Lavisser leaned on the rail beside him. ‘You ain’t happy, Sharpe,’ the guardsman said. Sharpe frowned at the words, which struck him as intrusive. He said nothing, but was acutely aware of Lavisser so close beside him. ‘Let me guess.’ The Guards Captain raised his eyes to the wheeling gulls and pretended to think for a while, then looked at Sharpe again. ‘My guess, Sharpe, is that you met Lady Grace Hale on shipboard and that you’ve not been afloat since.’ He held up a cautionary hand when he saw the anger in Sharpe’s eyes. ‘My dear Sharpe, please don’t mistake me. I feel for you, indeed I do. I met the Lady Grace once. Let me see? It must be a dozen years or more ago and I was only a sprat of fifteen, but I could spot a beauty even then. She was lovely.’
Sharpe said nothing, just watched Lavisser.
‘She was lovely and she was clever,’ the Guards Captain went on softly, ‘and then she was married off to a tedious old bore. And you, Sharpe, forgive my being forward, gave her a time of happiness. Isn’t that something to remember with satisfaction?’ Lavisser waited for Sharpe to respond, but the rifleman said nothing. ‘Am I right?’ Lavisser asked gently.
‘She left me in bloody misery,’ Sharpe admitted. ‘I can’t seem to shake it. And, yes, being on a ship brings it back.’
‘Why should you shake it?’ Lavisser asked. ‘My dear Sharpe, may I call you Richard? That’s kind of you. My dear Richard, you should be in mourning. She deserves it. The greater the affection, the greater the mourning. And it’s been cruel for you. All the gossip! It’s no one’s business what you and Lady Grace did.’
‘It was everyone’s business,’ Sharpe said bitterly.
‘And it will pass,’ Lavisser said gently. ‘Gossip is ephemeral, Richard, it vanishes like dew or smoke. Your grief remains, the rest of the world will forget. They’ve mostly forgotten already.’
‘You haven’t.’
Lavisser smiled. ‘I’ve been racking my brains all day trying to place you. It only came to me as we climbed aboard.’ A rush of feet interrupted them as seamen came aft to secure the mizzen sheets.
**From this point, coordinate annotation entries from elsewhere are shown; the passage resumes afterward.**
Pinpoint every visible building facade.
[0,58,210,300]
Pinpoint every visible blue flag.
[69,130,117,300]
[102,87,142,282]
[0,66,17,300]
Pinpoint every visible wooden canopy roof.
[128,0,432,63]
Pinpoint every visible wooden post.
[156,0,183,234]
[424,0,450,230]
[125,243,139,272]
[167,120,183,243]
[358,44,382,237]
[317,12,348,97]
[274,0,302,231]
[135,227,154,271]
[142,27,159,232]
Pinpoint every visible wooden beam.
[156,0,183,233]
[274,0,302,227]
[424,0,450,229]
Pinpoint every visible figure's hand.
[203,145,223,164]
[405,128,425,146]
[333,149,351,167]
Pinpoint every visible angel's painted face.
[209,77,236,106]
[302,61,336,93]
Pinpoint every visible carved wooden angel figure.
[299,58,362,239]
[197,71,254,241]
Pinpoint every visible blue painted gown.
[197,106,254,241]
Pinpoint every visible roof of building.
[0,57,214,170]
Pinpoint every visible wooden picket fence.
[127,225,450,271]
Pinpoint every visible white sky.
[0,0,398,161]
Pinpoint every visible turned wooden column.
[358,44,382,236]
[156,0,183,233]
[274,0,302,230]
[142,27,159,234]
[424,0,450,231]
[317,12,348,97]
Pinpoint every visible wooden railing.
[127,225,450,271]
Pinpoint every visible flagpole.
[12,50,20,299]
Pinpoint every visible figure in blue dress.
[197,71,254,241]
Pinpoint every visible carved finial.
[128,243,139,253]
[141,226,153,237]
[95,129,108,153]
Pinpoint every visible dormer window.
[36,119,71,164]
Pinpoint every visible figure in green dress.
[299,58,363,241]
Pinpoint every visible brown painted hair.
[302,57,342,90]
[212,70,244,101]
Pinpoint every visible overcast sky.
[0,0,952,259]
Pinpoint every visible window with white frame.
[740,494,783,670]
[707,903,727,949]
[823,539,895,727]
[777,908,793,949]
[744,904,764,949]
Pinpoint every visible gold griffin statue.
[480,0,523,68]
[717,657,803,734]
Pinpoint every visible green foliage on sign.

The great sail banged above their heads, then was brought under control and the frigate picked up speed. Her ensign, blue because the fleet’s commander was an Admiral of the Blue, flapped crisply in the evening wind. ‘The grief will pass, Richard,’ Lavisser went on in a low voice, ‘it will pass. I had a sister who died, a dear thing, and I grieved for her. It’s not the same, I know, but we should not be ashamed of demonstrating our feelings. Not when it is grief for a lovely woman.’
‘It won’t stop me doing my job,’ Sharpe said stoically, fighting off the tears that threatened.
‘Of course it won’t,’ Lavisser said fervently, ‘nor, I trust, will it stop you from enjoying the fleshpots of Copenhagen. They are meagre and few, I can assure you, but such as they are we shall enjoy.’
‘I can’t afford fleshpots,’ Sharpe said.